What the supply chain crisis means for your investments

A shortage of lorry drivers and supply-chain disruption have threatened to leave supermarket shelves empty this Christmas. 

The crisis could also reverse some of the stock-market gains that have come since vaccines forced the pandemic into retreat. But does this mean your investments will suffer, too? Or is it an opportunity? 

The rising cost of basic materials, plus disruption to manufacturing in Asia, has led to a supply-chain crunch. This is compounded in Britain, where companies also face staff shortages. 

Off the shelf: Shortages are a common sight in supermarkets at the moment

Last week, bosses at Tesco and Iceland warned the shortage of HGV lorry drivers could lead to empty shelves this winter. And High Street names from McDonald’s and Greggs to Costa and Nando’s have been hit by food shortages. 

The panic hasn’t been enough to dent the FTSE yet — with Greggs up 8pc on last month, and the FTSE 250 hitting a record high last week. However, forecasters such as the Centre for Economic and Business Research, predict supply chain disruption could see global economic growth fall by one per cent. 
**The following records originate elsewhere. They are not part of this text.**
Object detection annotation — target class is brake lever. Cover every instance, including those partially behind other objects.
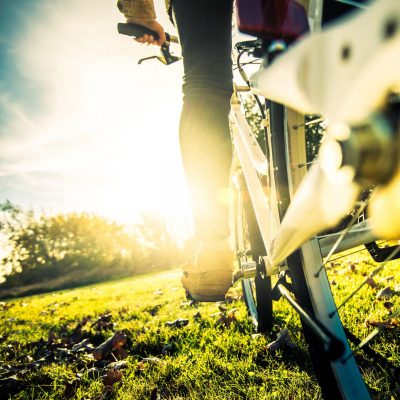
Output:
[118,23,180,65]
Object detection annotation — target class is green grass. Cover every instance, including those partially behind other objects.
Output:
[0,252,400,400]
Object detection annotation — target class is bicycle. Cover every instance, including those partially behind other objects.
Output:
[119,0,400,399]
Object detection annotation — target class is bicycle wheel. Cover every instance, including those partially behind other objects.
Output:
[232,169,272,332]
[268,103,369,399]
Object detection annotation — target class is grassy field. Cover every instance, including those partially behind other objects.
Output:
[0,250,400,400]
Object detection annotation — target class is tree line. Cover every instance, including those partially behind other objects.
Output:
[0,200,188,298]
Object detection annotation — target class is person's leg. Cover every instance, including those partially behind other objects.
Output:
[172,0,233,301]
[172,0,232,241]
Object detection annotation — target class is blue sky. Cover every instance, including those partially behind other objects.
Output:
[0,0,194,236]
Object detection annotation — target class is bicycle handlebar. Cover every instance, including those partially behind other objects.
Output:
[117,22,179,43]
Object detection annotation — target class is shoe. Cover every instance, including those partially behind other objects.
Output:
[181,240,234,302]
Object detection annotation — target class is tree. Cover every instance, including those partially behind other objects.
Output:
[2,209,146,287]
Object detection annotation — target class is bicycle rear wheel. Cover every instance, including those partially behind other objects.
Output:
[232,169,273,332]
[268,103,369,399]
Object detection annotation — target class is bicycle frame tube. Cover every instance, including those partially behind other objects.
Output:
[231,103,278,262]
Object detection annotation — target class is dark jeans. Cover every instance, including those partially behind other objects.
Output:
[172,0,232,240]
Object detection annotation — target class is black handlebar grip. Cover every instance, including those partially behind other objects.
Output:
[117,22,170,42]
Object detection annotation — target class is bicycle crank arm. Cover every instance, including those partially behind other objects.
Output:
[278,284,345,361]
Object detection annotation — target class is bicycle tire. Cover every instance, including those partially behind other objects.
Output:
[268,102,370,400]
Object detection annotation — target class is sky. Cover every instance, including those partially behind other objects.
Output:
[0,0,191,233]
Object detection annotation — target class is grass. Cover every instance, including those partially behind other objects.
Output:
[0,250,400,400]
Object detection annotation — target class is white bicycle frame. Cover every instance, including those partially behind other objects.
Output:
[231,0,400,399]
[231,0,400,275]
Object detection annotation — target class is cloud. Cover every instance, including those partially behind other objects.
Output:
[0,0,192,231]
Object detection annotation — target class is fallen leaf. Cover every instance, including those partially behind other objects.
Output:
[376,286,393,299]
[347,262,357,272]
[217,308,237,328]
[93,331,128,360]
[383,301,394,311]
[365,318,399,329]
[193,311,202,321]
[165,318,189,328]
[102,368,123,386]
[150,388,170,400]
[365,277,378,289]
[267,329,297,351]
[379,275,394,282]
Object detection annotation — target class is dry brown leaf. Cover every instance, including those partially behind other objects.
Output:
[217,308,237,328]
[102,368,123,386]
[165,318,189,328]
[376,286,393,300]
[365,318,399,329]
[93,331,128,360]
[267,329,297,351]
[365,277,378,289]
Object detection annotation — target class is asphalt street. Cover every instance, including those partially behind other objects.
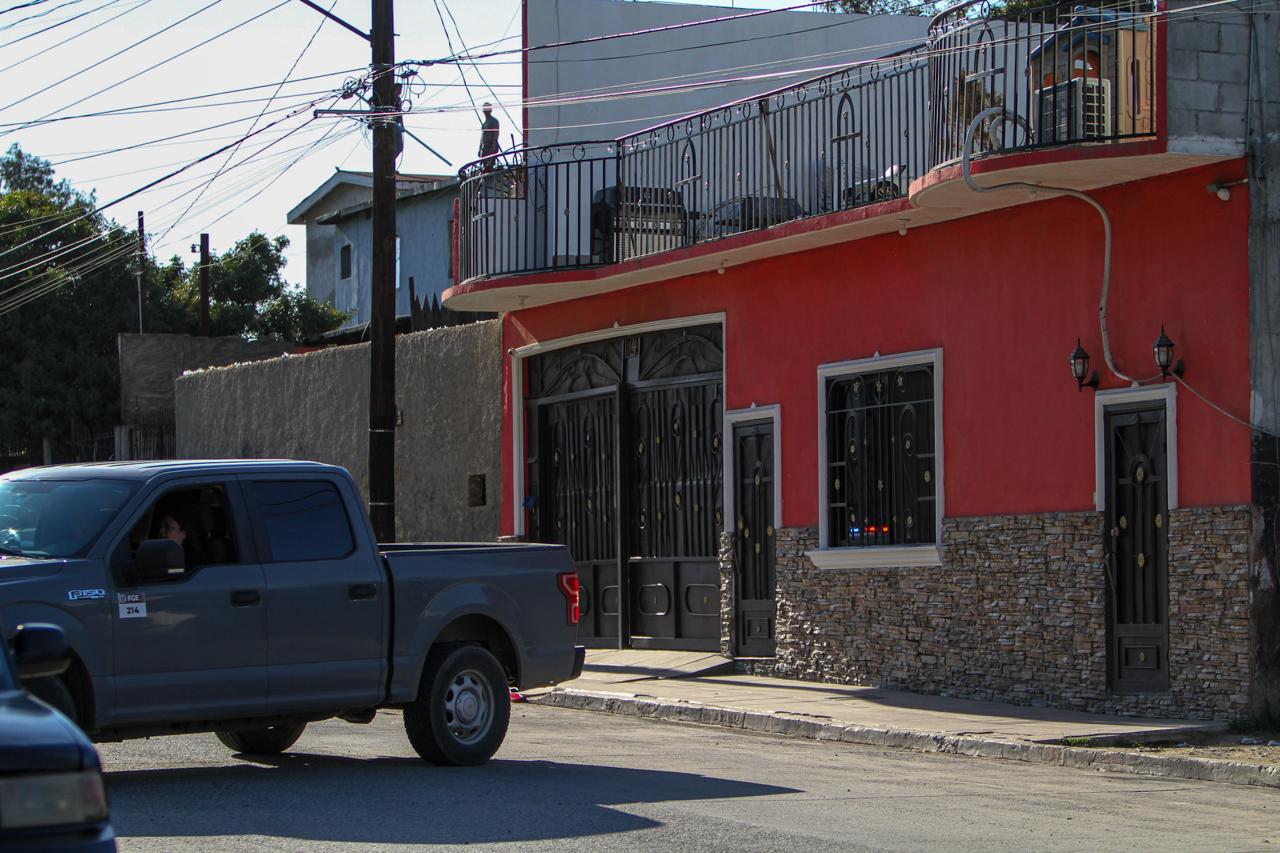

Given the dramatic events of the past 18 months, it’s no surprise markets remain volatile. At their most basic, they are about balancing supply and demand — with prices rising when demand increases. Last year, for the first time in history, policy-makers constrained supply by shutting down much of their economies. 

And as lockdowns lifted, U.S. central bankers printed trillions of dollars to stimulate global demand. This brought a short-term economic boom, as more cash chased fewer goods. This caused disruption in stock markets, including among major FTSE companies. Rising building materials prices, for example, saw shares in housebuilders fall. Barratt, Taylor Wimpey and Persimmon have dropped 5pc, 8pc and 10pc since April. 

In the labour market, the distorting effect of furlough (plus July’s ‘pingdemic’) have left firms short-staffed. The Bank of England is relaxed about these inflationary trends, predicting that costs will return to normal as the economy settles. It’s slightly different when it comes to the shortage of lorry drivers, which some experts fear will cause longer-term ripples. 

The number of HGV drivers has been declining for years, as older drivers exit the profession

The number of HGV drivers has been declining for years, as older drivers exit the profession

The number of HGV drivers has been declining for years, as older drivers exit the profession. Then came a perfect storm, as Covid, Brexit and tax changes (effectively reducing drivers’ take-home pay) combined to make it even more difficult to recruit. The Road Haulage Association is warning that it could lead to higher food prices in order to pay drivers higher wages. 

Though, judging by the recent performance of the FTSE’s supermarkets and retailers, it seems investors aren’t fearing the worst. Morrison’s, Tesco and Sainsbury’s are currently up 6pc, 9pc and 10pc on last month amid takeover rumours — and showing no signs of slowing. It’s a similar story for hospitality, where pub operator Marstons and Premier Inn-owner Whitbread have risen 2pc and 5pc in a month. 

Greggs is up 10 per cent — even as it struggles to source chicken. Those numbers remind us why investors should be careful about overreacting to panic headlines. The FTSE often falls on bad news, yet these smaller dips (typically around 2pc or 3pc) often cancel themselves out quickly. Sometimes within the same week. 

Long-term data often shows that investors who try to ‘time the market’ — by buying and selling on short-term movements — make less money in the long-run. 

‘Stock markets are driven by news, and food shortage stories are making headlines,’ says Vanguard Asset Management’s James Norton. ‘Food shortages may be worse or less severe than currently anticipated. However, they will be transitory in nature.’ 

Some even see opportunities when shares fall. Look at the popularity of British Airways owner IAG among retail investors. Sector shocks can also provide a chance to assess the diversity of your portfolio, and ensure your money isn’t overly concentrated on any one market. Most retail investment platforms let customers look for different funds by their geographic or sector focus. Investors can also try global funds, which spread their money across several countries. 

These include Fidelity’s Global Special Solutions and Vanguard’s Global Equity Fund. Over five years, the actively-managed funds have turned £10,000 into £19,600 and £20,400 respectively. Other funds are designed to be more defensive, protecting investors’ money in economic turmoil. 

Allianz Strategic Bond Fund, for example, invests in government bonds from major and emerging markets, to produce income even in a downturn. Investors who reinvested the fund’s 2pc dividend would have turned £10,000 into £14,000 in five years. It may provide a useful hedge in an uncertain winter.